Precidian Plans Nontransparent Active ETFs

February 08, 2013

 

Transparent Active Funds

Precidian’s and BlackRock’s plans amount to radical departures from actively managed strategies to date.

As it stands, the SEC requires daily disclosure of portfolio holdings of active ETFs, and most indexed ETFs choose to disclose their full holdings daily.

Companies like Pimco and WisdomTree have had some success gathering assets in such actively managed strategies that disclose holdings daily.

The most successful funds thus far are in the fixed-income space, such as Pimco’s BOND, and the Pimco Enhanced Short Maturity Strategy (NYSEArca: MINT), which has $2.6 billion, according to data compiled by IndexUniverse. Additionally, the WisdomTree Tree Emerging Markets Local Debt Fund (NYSEArca: ELD) has gathered more than $1.76 billion.

As things stand, less than 1 percent of the $1.425 trillion in total U.S.-listed ETF assets is invested in active strategies.

A Nontransparent ETF Future?

Boston-based Eaton Vance, as noted, has said it’s planning to market nontransparent ETFs using patents it obtained when it acquired Managed ETFs, a company owned by longtime ETF industry consultant Gary Gastineau.

The Eaton Vance plan centers on the use of trading based on a fund’s end-of-day NAV.

NAV-based trading allows managers of nontransparent funds to trade securities throughout the day at prices determined at or relative to NAV values calculated on that day.

It’s an idea that makes some advisors wonder whether the trading efficiency of ETFs might be compromised if intraday purchases and sales wouldn’t be definitively priced until the end of the session.

A Different Ball Of Wax

The disclosure requirements described in the Precidian and BlackRock filings seem to be much closer to currently prevalent disclosure requirements for mutual funds.

That’s significant because a number of industry sources say that the many mutual fund companies that have made tentative steps to begin offering exchange-traded funds might leap head-first into the ETF business if they could keep their portfolio disclosures to a minimum, as they do now.

Mutual fund companies are also said to be loath to transition assets from existing funds into cheaper funds. Moreover, much of the mutual fund industry’s success is predicated on a well-oiled distribution machine.

That means that assets segueing into ETFs—where distribution infrastructure is relatively undeveloped—would mean the mutual fund industry would lose contact with many of its end investors.

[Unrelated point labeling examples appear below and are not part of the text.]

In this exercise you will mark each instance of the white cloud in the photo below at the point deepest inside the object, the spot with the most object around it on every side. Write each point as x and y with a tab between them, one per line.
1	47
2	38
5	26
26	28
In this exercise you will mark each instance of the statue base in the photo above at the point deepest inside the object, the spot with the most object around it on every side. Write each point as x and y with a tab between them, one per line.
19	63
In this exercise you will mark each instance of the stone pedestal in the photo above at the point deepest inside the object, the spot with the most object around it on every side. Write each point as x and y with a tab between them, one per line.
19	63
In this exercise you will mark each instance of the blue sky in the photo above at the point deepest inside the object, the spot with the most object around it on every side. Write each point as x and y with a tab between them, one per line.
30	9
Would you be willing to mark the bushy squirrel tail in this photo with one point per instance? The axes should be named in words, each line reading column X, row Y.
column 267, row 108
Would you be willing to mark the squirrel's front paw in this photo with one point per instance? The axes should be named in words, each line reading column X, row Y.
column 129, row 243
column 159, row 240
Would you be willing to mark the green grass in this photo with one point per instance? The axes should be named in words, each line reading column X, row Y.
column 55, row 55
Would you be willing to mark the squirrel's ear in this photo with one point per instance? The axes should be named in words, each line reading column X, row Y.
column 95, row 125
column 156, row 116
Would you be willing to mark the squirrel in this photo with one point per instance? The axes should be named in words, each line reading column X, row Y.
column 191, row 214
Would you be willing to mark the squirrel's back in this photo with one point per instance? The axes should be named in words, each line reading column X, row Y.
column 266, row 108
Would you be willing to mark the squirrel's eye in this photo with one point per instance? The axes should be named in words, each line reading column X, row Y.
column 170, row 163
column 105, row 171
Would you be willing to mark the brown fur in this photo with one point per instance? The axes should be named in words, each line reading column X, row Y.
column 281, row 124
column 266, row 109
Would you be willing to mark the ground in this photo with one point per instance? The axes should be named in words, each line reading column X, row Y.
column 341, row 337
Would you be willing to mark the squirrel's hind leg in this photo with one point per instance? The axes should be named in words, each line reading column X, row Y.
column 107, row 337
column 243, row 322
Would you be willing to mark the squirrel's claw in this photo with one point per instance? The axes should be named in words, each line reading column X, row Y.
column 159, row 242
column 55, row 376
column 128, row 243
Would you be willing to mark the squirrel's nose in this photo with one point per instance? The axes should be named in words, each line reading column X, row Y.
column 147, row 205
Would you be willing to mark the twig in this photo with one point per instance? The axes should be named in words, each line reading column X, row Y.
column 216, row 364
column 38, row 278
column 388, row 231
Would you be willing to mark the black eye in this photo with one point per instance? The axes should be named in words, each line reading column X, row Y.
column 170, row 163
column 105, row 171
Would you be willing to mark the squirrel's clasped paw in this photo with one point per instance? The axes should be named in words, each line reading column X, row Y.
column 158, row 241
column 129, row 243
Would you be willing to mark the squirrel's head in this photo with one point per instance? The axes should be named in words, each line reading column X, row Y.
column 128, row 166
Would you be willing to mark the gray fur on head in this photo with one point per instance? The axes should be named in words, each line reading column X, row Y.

More Mechanics Of Nontransparent ETFs

Regarding creations in the proposed structure, the Precidian filing—again with the exact same language as the BlackRock filing—said:

“Since Creation Units will be created solely by the deposit of cash and will typically be redeemed by distributing securities of the fund’s portfolio to a blind trust that will liquidate the portfolio securities in accordance with instructions from the authorized participant redeeming shares, neither the adviser nor the fund sub adviser will be able to cause an authorized participant to engage in transactions in which the funds could not engage directly or to otherwise use the in-kind process to circumvent applicable restrictions under the Act.”

Also, when ETF shares are liquidated, the AP would receive cash—again, never knowing what made up the ETF shares that the blind trust redeems.

Crucially, the blind trust becomes a part of the creation and redemption mechanism that is at the center of how an ETF functions. Because that doesn’t change, that means tax inefficiencies and cash drag that are the Achilles’ heels of many mutual funds are likely to be neutralized under the proposed structure.

When faced with redemptions, the fund would have two choices of response: It could raise cash at the fund level if it has a loss it wants to lock in for tax reasons, or it could hand out shares in-kind to the blind trust that would then liquidate shares on behalf of the AP.